Exit Barnstaple.

A (looking over his memoranda.)—It will do! (Hopping and dancing about the room.) Hurrah! my tailor’s bill will be paid after all!


Part II.

Mr Arthur Ansard’s Chambers as before. Mr Ansard. with his eyes fixed upon the wig block, gnawing the feather end of his pen. The table, covered with sundry sheets of foolscap, show strong symptoms of the Novel progressing.

Ansard (solus).

Where is Barnstaple? If he do not come soon, I shall have finished my novel without a heroine. Well, I’m not the first person who has been foiled by a woman. (Continues to gnaw his pen in a brown study.)

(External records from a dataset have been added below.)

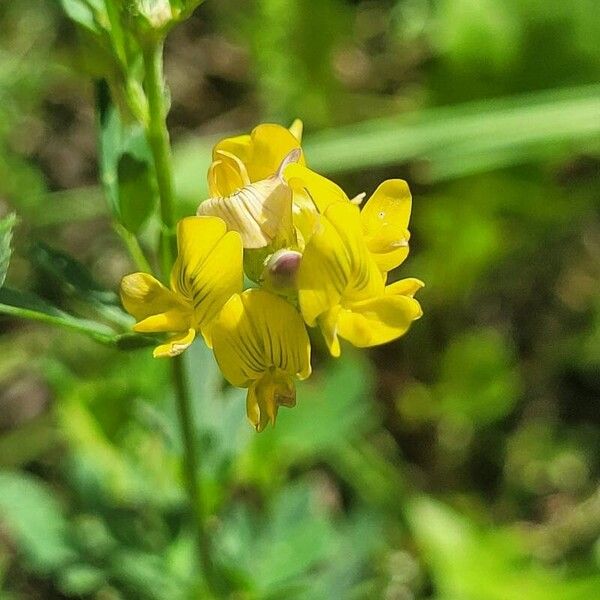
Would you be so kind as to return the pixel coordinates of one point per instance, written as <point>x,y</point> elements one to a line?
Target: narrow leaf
<point>126,165</point>
<point>29,306</point>
<point>70,274</point>
<point>6,228</point>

Barnstaple enters unperceived, and slaps Ansard on the shoulder. The latter starts up.

B. So, friend Ansard, making your dinner off your pen: it is not every novel-writer who can contrive to do that even in anticipation. Have you profited by my instructions?

A. I wish I had. I assure you that this light diet has not contributed, as might be expected, to assist a heavy head, and one feather is not sufficient to enable my genius to take wing. If the public knew what dull work it is to write a novel, they would not be surprised at finding them dull reading. Ex nihilo nihil fit. Barnstaple, I am at the very bathos of stupidity.